Q: How do I calculate the total payments (c) if the interest rate is not 0%?
A: To calculate the total payments (c) if the interest rate is not 0%, you need to use the formula:
c = m + m * n * (1 + r)^n
Where m is the amount financed, n is the number of payments, and r is the interest rate.
Q: What is the difference between the total payments (c) and the amount financed (I)?
A: The total payments (c) is the total amount paid by the borrower, including the amount financed (I) and the interest charged on the loan. The amount financed (I) is the initial amount borrowed by the borrower.
Q: How do I calculate the number of payments (n) if I know the number of payments per year (y) and the number of years (x)?
A: To calculate the number of payments (n), you can multiply the number of payments per year (y) by the number of years (x):
n = y * x
Q: What is the significance of the number of payments per year (y) in calculating the total payments (c)?
A: The number of payments per year (y) affects the total payments (c) because it determines how often the borrower makes payments on the loan. A higher number of payments per year (y) will result in a higher total payments (c).
Q: Can I use a calculator to calculate the total payments (c) and amount financed (I)?
A: Yes, you can use a calculator to calculate the total payments (c) and amount financed (I). Simply enter the values for the amount financed (m), number of payments (n), and interest rate (r) into the calculator and it will give you the total payments (c) and amount financed (I).
Q: What are some common mistakes to avoid when calculating the total payments (c) and amount financed (I)?
A: Some common mistakes to avoid when calculating the total payments (c) and amount financed (I) include:
- Not considering the interest rate
- Not using the correct formula
- Not entering the correct values into the calculator
- Not understanding the difference between the total payments (c) and the amount financed (I)

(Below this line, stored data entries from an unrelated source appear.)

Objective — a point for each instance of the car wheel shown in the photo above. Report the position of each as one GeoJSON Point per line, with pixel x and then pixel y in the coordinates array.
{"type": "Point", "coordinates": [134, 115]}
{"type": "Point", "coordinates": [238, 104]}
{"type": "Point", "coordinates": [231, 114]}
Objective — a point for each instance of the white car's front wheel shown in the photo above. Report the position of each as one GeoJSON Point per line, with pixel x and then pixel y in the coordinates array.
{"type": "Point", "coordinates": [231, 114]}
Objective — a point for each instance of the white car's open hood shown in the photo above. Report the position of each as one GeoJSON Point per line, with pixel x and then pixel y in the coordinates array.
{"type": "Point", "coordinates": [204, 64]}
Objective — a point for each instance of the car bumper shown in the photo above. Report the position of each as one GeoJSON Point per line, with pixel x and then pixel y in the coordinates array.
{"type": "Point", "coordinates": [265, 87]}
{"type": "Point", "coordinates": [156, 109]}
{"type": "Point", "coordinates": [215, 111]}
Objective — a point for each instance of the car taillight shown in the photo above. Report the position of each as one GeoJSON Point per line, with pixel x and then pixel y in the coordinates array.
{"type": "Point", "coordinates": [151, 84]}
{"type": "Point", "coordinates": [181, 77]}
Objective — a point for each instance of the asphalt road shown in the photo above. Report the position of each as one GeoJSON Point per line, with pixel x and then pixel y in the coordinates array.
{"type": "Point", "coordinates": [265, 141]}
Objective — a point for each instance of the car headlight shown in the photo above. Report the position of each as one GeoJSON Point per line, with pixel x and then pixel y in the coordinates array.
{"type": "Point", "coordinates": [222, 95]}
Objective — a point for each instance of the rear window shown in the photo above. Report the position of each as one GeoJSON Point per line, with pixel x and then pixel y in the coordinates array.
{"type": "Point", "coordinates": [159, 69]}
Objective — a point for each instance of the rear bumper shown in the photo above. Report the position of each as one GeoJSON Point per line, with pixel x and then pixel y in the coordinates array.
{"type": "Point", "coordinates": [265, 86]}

Q: How can I practice calculating the total payments (c) and amount financed (I)?
A: You can practice calculating the total payments (c) and amount financed (I) by using online calculators or working through sample problems. You can also try using different values for the amount financed (m), number of payments (n), and interest rate (r) to see how they affect the total payments (c) and amount financed (I).